Leslie Ballas: Hi, I'm Leslie Ballas. I'm a radiation oncologist at Cedars-Sinai in Los Angeles, and I am joined today by Dr. Daniel Song, a professor of radiation oncology with joint appointments in urology and oncology. He serves as the co-director of the Prostate Cancer Multidisciplinary Clinic at the Johns Hopkins Hospital. We are very excited to have him join us today.
Dr. Song, thank you so much.
Daniel Song: No, thank you, Dr. Ballas, for inviting me. Title of my presentation is Long-term Toxicity and Patient Reported Quality of Life After Prostate IMRT With or Without Biodegradable Balloon Rectal Spacer: Analysis of a Pivotal Randomized Trial.
Some disclosures.
The overview of our study is that this was a pivotal study to test the safety and efficacy of a biodegradable balloon spacer in prostate cancer IMRT. This was, again, multicenter randomized subject-blinded phase three study. There were 222 subjects enrolled with a two-to-one distribution between balloon and control. At 16 different sites, and these were both academic and private. IMRT was either given as moderately hypofractionated or conventional, and it was done at physician discretion per center.
And the initial co-primary endpoints were safety and efficacy. The efficacy was looking for a greater than 25% reduction in the rectal V70 in more than 75% of the balloon receiving subjects. And then the safety endpoint was to demonstrate non-inferiority in rectal and procedure-related adverse events, so basically confirming that these patients did not have any more adverse events than their counterparts who did not get the balloon.
These were previously presented. But just to recap, that showed that the reduction of 25% of the volume receiving the rectum was met in 97% of the subjects. The mean pre-rectal V70 was 7%, but after the balloon, it went down to 1.1%.

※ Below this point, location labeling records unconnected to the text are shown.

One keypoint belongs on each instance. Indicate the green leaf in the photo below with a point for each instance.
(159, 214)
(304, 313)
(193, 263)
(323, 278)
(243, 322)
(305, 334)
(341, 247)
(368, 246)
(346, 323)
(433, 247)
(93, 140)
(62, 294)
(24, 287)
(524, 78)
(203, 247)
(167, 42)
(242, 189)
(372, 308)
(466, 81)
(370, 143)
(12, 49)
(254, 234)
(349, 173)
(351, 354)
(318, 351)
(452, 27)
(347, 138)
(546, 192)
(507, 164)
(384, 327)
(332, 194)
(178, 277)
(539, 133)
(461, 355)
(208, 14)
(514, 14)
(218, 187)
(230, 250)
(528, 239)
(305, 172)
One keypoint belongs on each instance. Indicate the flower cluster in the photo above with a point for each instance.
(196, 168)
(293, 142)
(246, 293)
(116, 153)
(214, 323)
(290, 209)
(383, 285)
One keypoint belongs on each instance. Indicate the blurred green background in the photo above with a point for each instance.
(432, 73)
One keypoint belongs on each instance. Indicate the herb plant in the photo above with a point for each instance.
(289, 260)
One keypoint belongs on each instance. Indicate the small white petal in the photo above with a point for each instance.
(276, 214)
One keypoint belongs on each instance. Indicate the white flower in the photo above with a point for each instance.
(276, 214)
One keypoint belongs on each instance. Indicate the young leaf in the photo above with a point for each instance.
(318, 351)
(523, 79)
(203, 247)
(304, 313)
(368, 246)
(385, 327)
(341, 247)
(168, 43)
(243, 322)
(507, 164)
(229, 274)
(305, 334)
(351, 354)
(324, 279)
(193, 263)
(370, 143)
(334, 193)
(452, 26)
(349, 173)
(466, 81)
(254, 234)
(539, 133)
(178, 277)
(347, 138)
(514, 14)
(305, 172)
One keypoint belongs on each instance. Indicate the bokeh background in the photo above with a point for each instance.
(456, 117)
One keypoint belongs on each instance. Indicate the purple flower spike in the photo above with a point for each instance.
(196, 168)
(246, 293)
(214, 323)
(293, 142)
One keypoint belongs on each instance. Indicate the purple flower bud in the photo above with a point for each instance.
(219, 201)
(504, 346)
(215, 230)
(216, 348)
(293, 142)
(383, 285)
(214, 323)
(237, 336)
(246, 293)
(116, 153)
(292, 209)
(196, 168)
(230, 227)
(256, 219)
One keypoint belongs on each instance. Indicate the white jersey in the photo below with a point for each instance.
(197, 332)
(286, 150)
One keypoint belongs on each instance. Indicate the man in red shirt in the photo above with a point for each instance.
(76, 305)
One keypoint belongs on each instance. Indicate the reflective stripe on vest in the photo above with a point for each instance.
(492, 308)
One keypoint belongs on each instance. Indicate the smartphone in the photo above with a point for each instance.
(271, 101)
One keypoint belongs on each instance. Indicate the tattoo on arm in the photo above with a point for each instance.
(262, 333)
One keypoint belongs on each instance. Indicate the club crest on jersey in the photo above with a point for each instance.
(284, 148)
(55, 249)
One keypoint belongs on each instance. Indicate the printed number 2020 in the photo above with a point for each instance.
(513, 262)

With regard to the safety, there were a rate of 18% grade one greater or greater rectal or procedure-related adverse events through six months in the balloon group. Again, 18% in the balloon group, and the control group actually had a slightly higher rate of 23.1%. The safety endpoint of the study was also met.
There were secondary endpoints, which are the highlight of the data being presented today. These were to look at physician-reported toxicity using the CTCAE version 4, as well as patient-reported quality of life using the EPIC-26 short form. Patients were followed long-term defined as six to 48 months of follow-up.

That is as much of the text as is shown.